We’re driving north on Saturday with Jen’s father to check out the Collings Foundation fly-in, where there will be three 1940’s era bombers parked for the public to see. I’ve been wanting to do this since I found out they were touring years ago, and I plan to stay as long as I can, bring as many cameras as I can carry, and spend as much time as possible in each plane.
In preparation, I bought an inexpensive but valuable tool for my D70: a F/1.8 50mm Nikkor lens. I’ve read several articles in the last couple of weeks touting its power and simplicity and when I put it on the Nikon I was transported back to my first weeks of photo class, using a Minolta with an identical lens: the view is the same and the camera weighs the same (maybe a little lighter, actually). Using it to snap some basic photos, I remembered how much more it made me work back then—in order to frame the photo correctly, the photographer is forced to move, making the process that much more intimate and engaged. In the short time I used it, it made me think harder about how I wanted the photo to look and where I needed to be instead of simply zooming in to compose. I spent a lot of time habitually tugging on the focus ring trying to get closer…oh, right.

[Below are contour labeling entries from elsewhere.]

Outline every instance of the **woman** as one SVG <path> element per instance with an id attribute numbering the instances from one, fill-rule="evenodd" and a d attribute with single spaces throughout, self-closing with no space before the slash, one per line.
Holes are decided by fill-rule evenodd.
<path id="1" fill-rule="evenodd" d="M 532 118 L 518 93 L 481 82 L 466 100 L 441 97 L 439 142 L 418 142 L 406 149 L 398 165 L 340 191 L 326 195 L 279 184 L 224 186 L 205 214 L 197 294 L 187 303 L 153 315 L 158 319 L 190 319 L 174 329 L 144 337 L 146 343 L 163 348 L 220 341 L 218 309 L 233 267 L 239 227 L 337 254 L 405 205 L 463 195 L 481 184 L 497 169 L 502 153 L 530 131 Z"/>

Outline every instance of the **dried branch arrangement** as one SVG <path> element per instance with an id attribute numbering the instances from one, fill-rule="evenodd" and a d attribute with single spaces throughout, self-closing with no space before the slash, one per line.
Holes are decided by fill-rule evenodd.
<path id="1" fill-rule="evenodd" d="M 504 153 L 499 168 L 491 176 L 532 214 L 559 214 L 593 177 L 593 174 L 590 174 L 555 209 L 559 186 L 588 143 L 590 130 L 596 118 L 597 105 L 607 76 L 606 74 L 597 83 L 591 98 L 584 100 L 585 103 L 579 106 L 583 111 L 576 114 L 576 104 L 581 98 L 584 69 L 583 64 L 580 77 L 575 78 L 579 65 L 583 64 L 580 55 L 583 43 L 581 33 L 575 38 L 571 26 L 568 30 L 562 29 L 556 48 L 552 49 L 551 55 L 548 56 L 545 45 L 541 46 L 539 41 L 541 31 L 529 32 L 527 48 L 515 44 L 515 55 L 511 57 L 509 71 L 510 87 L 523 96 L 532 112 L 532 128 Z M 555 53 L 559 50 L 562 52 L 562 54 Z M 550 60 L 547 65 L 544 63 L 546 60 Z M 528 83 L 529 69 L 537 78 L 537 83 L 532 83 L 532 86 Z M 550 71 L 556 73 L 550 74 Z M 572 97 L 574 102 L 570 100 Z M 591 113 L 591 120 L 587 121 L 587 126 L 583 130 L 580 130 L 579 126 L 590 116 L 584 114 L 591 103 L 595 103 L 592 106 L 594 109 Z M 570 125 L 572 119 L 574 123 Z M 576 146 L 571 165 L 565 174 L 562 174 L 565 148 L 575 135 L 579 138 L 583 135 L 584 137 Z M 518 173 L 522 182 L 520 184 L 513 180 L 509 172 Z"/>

The other great feature of this lens is manual exposure setting. Most of the kit lenses shipped with new DSLRs are auto-exposure only, which means a whole measure of lighting control is lost. Both of my current lenses are auto-exposure, unfortunately. This one takes me back to the basics, which I’ve forgotten completely, so I cracked Jen’s copy of Horenstein’s Black and White Photography: A Basic Manual this morning and started reading up on my basic camera theory.
What’s funny is how boring I thought depth-of-field exercises were at the time (and how expensive they proved to be) but how fascinated I am about getting the theory down today. I’d like to get to the point where I can shoot manually without stopping to remember if F/1.2 is wide open or closed down, but I think that’s probably a long way off. (Tom Baird, I hope you read this someday and reconsider the low grades you gave me in theory class.)
I’m also going to take my through-the-viewfinder rig and hope that the event staff doesn’t think I’m shooting lasers at them or something. I’ve been perfecting my setup for that rig for a while now, to the point where it has a preset on my Canon and shoots with excellent results about 90% of the time. The only thing I wish I had for it now is a macro lens for the Nikon so I could get larger-quality originals; I’m at the limit of what I can do with the pairing of the Canon on the rig, and I’d like to be able to expand the possibilities. All in good time.